Thirty years later, the newly elected president of the BDEW lobby group defends the interests of more than 1,800 power and water providers from EON SE and RWE AG to municipal utilities like the Staedtische Werke Magdeburg GmbH & Co. KG, where he’s been technical director since 1998. His new role doesn’t conflict with his past, said Kempmann.
“It’s not necessarily a contradiction,” he said in an interview by e-mail. “I know both sides of the debate.”
Kempmann, 60, is the new face of an industry that initially struggled to accept Germany’s decision to exit nuclear power in a shift to renewable energy. The former Green Party lawmaker, who helped to develop the policy switch alongside former Chancellor Gerhard Schroeder, has overseen the increase in the portion of wind-derived electricity at the Magdeburg utility to 70 percent compared with 8.5 percent for Germany as a whole.

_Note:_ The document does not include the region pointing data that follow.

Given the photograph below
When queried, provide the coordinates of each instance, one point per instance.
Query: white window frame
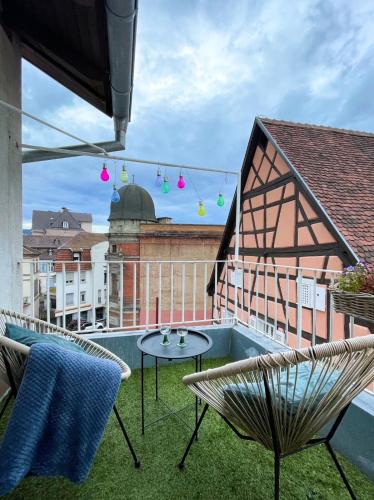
(69, 278)
(70, 299)
(76, 256)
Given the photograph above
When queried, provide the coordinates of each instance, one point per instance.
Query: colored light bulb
(115, 195)
(165, 186)
(220, 200)
(158, 181)
(181, 182)
(104, 176)
(124, 175)
(201, 211)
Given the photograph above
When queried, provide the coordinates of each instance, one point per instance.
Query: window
(69, 278)
(266, 328)
(114, 285)
(69, 299)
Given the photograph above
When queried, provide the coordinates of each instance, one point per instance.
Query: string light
(115, 195)
(165, 185)
(158, 181)
(104, 176)
(124, 175)
(201, 210)
(220, 200)
(181, 182)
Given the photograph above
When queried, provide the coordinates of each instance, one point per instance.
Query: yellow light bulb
(201, 211)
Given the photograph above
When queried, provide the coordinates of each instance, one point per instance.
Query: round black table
(197, 344)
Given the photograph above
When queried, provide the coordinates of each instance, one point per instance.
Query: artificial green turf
(220, 466)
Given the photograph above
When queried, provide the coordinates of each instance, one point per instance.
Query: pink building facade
(285, 226)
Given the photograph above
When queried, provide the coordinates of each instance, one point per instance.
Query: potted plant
(353, 292)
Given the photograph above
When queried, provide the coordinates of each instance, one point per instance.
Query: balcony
(220, 465)
(248, 309)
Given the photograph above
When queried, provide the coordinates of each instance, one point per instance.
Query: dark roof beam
(121, 25)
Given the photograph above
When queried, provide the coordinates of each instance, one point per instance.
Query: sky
(203, 70)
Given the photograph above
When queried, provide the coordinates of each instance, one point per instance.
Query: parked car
(88, 326)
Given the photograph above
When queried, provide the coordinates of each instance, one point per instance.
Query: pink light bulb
(104, 176)
(181, 182)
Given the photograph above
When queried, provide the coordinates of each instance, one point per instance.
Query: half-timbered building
(307, 208)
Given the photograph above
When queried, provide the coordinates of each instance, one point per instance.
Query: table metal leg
(196, 398)
(142, 384)
(201, 369)
(156, 378)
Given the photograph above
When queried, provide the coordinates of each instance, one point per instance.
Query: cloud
(203, 71)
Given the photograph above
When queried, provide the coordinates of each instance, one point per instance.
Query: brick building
(80, 269)
(150, 248)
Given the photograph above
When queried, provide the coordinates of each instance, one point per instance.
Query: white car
(89, 327)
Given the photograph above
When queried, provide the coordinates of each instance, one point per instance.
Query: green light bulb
(124, 175)
(220, 200)
(165, 186)
(201, 211)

The shift was confirmed three years ago when Chancellor Angela Merkel ordered the shutdown of all of the country’s reactors by 2022 following the accident at Fukushima three years ago.

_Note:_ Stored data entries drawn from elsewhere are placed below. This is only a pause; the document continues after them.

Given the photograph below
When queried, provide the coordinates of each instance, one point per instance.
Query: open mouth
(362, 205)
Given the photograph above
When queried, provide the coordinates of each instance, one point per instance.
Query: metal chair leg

The challenge for German utilities now is to manage the flow of energy into the country’s power grids with the advent of wind and solar sources while limiting the decline in profit margins from conventional power plants, Kempmann said.
“Many companies are struggling with the increasingly unprofitable operation of power-generation facilities,” he said. Germany needs to redesign the market for conventional power plants, he said.

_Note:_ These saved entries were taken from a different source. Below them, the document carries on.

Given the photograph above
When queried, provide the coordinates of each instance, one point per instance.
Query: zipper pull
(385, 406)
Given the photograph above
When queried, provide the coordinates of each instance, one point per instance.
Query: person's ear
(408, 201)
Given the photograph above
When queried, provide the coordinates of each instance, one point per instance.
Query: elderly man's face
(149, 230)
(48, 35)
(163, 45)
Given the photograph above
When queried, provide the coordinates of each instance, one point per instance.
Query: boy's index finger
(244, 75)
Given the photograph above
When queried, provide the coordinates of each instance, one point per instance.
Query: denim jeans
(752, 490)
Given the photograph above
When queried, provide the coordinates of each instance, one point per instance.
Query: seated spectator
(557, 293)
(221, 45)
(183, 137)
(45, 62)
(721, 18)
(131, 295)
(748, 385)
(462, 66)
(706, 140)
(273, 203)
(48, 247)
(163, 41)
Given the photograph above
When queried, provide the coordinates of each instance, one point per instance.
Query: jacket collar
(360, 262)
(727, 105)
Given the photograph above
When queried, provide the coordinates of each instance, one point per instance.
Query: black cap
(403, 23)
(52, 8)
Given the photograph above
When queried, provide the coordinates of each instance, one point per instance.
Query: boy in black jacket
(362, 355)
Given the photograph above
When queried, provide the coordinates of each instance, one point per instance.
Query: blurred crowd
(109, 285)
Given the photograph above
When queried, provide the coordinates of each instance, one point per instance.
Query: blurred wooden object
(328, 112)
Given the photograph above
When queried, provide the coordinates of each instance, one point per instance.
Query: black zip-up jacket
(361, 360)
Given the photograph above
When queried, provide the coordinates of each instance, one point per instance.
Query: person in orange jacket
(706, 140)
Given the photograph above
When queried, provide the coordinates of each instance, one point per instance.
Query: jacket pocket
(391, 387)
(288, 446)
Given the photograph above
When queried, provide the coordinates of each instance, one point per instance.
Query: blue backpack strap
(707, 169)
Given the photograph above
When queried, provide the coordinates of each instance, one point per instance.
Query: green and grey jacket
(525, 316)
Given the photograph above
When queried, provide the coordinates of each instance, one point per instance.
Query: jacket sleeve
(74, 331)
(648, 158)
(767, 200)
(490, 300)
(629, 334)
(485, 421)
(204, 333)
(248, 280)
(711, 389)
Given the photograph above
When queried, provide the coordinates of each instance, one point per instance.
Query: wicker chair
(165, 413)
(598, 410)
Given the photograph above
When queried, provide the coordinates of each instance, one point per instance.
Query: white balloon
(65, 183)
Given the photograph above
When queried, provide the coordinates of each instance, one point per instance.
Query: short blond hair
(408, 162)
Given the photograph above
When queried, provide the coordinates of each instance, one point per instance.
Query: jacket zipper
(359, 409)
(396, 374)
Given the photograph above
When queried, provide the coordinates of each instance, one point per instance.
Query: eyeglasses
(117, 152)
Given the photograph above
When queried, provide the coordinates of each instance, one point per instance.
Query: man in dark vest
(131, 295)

RWE, the country’s largest power generator, posted its first full-year loss in 2013 since the foundation of the Federal Republic of Germany in 1949 after it wrote down 4.8 billion euros on assets, mainly power stations. The operating profit from conventional generation fell 58 percent to 1.38 billion euros.
Kempmann became a lawmaker in the state of Lower Saxony in 1986, the state where Schroeder, a Social Democrat, would lead an SPD-Green coalition from 1990 to 1994. Together the parties prepared the so-called energy consensus, the blueprint for the country’s first nuclear exit plan. Schroeder served as German chancellor from 1998 to 2005.
“The debate about the nuclear phase-out, in a social-political sense, was settled a long time ago, also for the energy industry,” Kempmann said.
Merkel, who succeeded Schroeder, initially delayed the nuclear exit before deciding in 2011 in the wake of the Fukushima disaster to shutter all 17 of Germany’s nuclear power stations by 2022. Subsidies and preferential access to the grid increased the market share of renewables in Germany to a record 24 percent last year.
Kempmann is trying to make the lobby group speak with one voice. “It’s sometimes hard to reach a consensus,” he said.
Kempmann quit politics in 1994 as Schroeder was re-elected prime minister of Lower Saxony with an absolute majority for his party, pushing the Greens out of government.
Born in Munich, Kempmann holds a degree as engineer for town and regional planning from Technische Universitaet Berlin. Before joining Magdeburg’s municipal utility he was an refugee aid worker for the United Nations in northern Iraq as well a director of the energy agency of the state of Saxony-Anhalt.